Il gonfiatore di palloncini, i giocolieri, il mago, la pulce acrobata, il teatrino delle ombre… Tutto nasce soltanto quando i bambini decidono di crederci.

È un viaggio nel “circo più piccolo del mondo”, dove ciò che non si vede diventa possibile e dove ogni bambino scopre il potere della propria immaginazione.

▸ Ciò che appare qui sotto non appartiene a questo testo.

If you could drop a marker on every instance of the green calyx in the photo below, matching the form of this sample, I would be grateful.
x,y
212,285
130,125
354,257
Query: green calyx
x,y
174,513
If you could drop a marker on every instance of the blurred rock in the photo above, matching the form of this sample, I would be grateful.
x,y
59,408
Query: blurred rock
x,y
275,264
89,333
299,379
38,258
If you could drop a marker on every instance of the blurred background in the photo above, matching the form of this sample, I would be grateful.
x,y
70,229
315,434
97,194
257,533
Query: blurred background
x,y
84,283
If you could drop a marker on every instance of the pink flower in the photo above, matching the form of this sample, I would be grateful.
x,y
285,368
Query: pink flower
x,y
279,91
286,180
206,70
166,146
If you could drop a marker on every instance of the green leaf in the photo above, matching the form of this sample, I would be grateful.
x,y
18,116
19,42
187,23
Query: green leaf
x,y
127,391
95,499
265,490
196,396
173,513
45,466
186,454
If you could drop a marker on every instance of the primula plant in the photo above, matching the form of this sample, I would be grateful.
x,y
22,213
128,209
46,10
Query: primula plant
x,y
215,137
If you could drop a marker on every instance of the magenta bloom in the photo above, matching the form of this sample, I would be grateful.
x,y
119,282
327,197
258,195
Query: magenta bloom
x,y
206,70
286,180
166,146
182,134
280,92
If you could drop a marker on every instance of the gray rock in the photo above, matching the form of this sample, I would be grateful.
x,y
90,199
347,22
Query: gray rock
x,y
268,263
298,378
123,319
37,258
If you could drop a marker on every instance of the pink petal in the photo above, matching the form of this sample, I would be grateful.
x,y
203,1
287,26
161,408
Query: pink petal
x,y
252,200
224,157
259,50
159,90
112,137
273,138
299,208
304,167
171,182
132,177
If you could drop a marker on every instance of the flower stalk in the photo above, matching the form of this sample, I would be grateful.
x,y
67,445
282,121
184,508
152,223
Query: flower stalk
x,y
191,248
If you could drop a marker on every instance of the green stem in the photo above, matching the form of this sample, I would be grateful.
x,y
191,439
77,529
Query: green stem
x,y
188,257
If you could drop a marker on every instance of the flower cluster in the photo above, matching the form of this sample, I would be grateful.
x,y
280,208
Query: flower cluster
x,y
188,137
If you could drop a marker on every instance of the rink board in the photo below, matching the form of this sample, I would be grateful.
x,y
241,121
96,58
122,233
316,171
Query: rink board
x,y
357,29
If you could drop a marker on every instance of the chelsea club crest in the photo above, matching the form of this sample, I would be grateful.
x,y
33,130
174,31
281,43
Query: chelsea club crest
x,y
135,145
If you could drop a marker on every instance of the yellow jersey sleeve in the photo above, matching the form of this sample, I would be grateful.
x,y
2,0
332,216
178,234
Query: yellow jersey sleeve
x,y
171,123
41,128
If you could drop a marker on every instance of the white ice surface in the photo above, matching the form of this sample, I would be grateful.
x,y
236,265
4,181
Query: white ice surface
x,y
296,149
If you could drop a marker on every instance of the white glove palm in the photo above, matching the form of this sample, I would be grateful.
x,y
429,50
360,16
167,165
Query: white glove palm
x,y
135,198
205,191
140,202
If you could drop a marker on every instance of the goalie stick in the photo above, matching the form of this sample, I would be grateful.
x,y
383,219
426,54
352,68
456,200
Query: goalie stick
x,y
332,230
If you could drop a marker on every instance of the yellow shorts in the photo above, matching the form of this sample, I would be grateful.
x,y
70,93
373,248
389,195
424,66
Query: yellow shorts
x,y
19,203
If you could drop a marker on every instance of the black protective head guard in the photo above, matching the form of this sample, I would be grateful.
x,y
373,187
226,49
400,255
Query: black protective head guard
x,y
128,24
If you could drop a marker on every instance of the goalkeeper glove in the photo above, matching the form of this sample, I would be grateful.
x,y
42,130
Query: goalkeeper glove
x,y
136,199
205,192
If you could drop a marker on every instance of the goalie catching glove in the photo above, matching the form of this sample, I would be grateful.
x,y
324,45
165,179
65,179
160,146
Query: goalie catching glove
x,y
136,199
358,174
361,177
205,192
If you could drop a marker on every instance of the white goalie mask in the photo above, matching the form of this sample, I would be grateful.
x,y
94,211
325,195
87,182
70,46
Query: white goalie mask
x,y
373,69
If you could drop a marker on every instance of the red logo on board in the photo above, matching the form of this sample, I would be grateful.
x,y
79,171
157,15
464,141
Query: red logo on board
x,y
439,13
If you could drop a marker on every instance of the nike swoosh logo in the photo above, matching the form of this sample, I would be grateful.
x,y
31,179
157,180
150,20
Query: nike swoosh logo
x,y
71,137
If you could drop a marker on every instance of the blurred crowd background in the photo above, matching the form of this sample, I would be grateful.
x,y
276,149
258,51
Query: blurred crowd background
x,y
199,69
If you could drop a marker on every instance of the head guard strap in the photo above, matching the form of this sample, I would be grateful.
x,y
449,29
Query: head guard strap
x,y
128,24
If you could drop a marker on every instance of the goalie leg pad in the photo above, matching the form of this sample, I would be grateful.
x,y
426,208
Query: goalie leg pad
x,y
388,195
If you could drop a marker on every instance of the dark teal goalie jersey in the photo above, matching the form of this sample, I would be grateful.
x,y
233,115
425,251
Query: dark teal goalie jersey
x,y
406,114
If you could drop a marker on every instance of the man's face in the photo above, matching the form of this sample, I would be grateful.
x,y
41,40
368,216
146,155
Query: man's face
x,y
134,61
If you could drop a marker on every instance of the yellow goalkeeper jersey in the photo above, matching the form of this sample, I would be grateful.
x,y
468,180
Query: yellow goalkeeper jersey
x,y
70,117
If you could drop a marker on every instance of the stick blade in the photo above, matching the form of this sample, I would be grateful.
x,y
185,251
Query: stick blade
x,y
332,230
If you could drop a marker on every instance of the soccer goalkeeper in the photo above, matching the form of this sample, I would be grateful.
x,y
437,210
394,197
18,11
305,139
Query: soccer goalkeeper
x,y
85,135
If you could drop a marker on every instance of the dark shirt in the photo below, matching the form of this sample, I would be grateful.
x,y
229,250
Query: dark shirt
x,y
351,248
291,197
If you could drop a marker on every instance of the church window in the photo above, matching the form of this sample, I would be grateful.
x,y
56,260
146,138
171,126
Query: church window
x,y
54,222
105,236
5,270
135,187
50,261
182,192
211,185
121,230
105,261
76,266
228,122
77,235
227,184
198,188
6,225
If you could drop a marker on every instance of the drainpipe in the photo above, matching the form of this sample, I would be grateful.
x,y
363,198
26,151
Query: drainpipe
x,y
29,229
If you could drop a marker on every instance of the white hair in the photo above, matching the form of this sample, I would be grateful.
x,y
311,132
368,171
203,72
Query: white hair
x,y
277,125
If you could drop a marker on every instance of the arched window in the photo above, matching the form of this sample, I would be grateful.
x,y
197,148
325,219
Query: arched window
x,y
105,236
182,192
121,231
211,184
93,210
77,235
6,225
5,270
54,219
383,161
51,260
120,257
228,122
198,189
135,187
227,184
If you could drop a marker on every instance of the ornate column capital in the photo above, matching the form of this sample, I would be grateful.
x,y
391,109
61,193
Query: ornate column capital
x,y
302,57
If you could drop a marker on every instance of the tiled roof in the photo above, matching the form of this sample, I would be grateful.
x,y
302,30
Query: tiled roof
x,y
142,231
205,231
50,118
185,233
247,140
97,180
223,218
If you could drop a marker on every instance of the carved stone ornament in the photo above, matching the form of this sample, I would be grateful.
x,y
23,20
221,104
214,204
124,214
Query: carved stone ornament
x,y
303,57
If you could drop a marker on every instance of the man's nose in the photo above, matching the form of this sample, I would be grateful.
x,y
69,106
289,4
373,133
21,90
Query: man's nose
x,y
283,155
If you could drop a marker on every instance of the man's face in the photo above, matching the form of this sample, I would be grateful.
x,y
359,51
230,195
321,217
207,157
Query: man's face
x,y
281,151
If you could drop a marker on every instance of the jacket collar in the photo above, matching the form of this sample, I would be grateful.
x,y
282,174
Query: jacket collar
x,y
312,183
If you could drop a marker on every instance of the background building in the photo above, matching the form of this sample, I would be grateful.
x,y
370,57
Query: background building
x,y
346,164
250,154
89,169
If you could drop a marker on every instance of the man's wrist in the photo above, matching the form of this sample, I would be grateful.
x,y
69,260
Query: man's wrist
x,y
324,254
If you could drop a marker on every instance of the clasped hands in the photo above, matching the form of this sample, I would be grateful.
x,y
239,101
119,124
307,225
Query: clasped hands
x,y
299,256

Ogni valigia si apre solo grazie alla fantasia condivisa dei bambini, che diventano complici e testimoni della magia.

Nel “circo più piccolo del mondo” nulla è come sembra: ciò che non c’è diventa vero, ciò che è invisibile prende forma, e gli oggetti minimi si trasformano in mondi attraverso il gioco.

Il clown ricostruisce la propria storia – quella di Franco, ragazzo senza casa che ha trovato nel circo un approdo – attraverso micro-numeri che parlano di stupore, fragilità e rinascita.

Lo spettacolo non si guarda: si immagina insieme. Ogni gesto è un invito alla partecipazione, ogni sorpresa nasce dalla relazione tra attore e platea, ogni valigia apre una possibilità nuova.



NOTE DI REGIA:

Il clown racconta il circo con la semplicità e la profondità di un bambino che non ha smesso di meravigliarsi.

Il movimento, il silenzio, il gioco e l’imprevisto diventano linguaggi immediati, accessibili a tutti.

Il pubblico non è spettatore, ma parte del meccanismo teatrale: senza la sua immaginazione, nulla potrebbe accadere.